They say you can't go home again and they're right... but who says you can't go visit?



Tuesday, June 8, 2010

Arrival

...and that's where the trouble started. Yes, I think the timing of the move could have made a difference.

After a half-hour or so we exited a freeway and started driving through an area with small, enclosed homes. (Sunnyvale, if you're familiar with it.) Okay, I thought, we're taking a shortcut -- until we pulled into a driveway and I started to learn about California's inflation of terminology.

A "ranch-style" house was just that: "style." Single floor and small. Ours was an Eichler. They say Eichlers came in two models, 5 and 10 second. That's how long it took them to build them. and that's how long they take to burn down. (Saw one go, once, and that's not too far off.)

There was a swimming pool in the backyard, sure enough, but it WAS the backyard. And all surrounded by a fence to screen off the neighbors -- no running through backyards the way we did in Midland (Except for the houses with such carefully-tended gardens).

"Avenue"? "Street" might have been generous, but at least it was wider than an "alley."

(Here I am kicking myself, because two weeks ago I was back there for a conference. I had time to go take a photo and didn't. Oh well.)

Oh, and the beaches? Soon after arrival I joined my cousins on an outing to the beach. Interesting drive up and over the mountains, then the long slow descent towards the coast. Accompanied by fog -- but in June? And a stench that just got worse as we grew closer and I realized was the Pacific itself. Oh, how I missed the gentle, warm waters of Lake Michigan, and even the fishier waters of Huron.

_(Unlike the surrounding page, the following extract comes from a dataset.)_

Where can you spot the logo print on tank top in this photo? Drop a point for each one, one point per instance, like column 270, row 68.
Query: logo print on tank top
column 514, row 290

But all of that paled by comparison to the culture shock. The hippie/drug scene was in full force there, as I discovered that September, and there were huge cultural differences.

Folks regularly wore jeans to school! (Only the poor wore jeans to school in Midland.)

The whole teenage scene, pretended or otherwise ("Like I'm so absolutely cool in my counter-cultural paraphernalia, baby and I might even be doing drugs"), was not unlike winding up in an inner-city ghetto. Even my friends never quite understood me -- I came from the 50s, naive/innocent and or a hick. (Perhaps guilty as charged.)

But Midland itself had started changing, I learned from letters from my friend. It had gone from having the lone "weirdo" with long hair to a marijuana bust that amplified and implicated (memory says) many other students.

The "70s" tsunami had arrived from California, diluted, but I had skipped over it all to wind up stranded. California could never be "home" (I eventually left), but there was no home to which I could return.

So Midland remains a place of special affection, though I know it has changed too.

1 comment:

  1. This should be obvious: I left California a long time ago.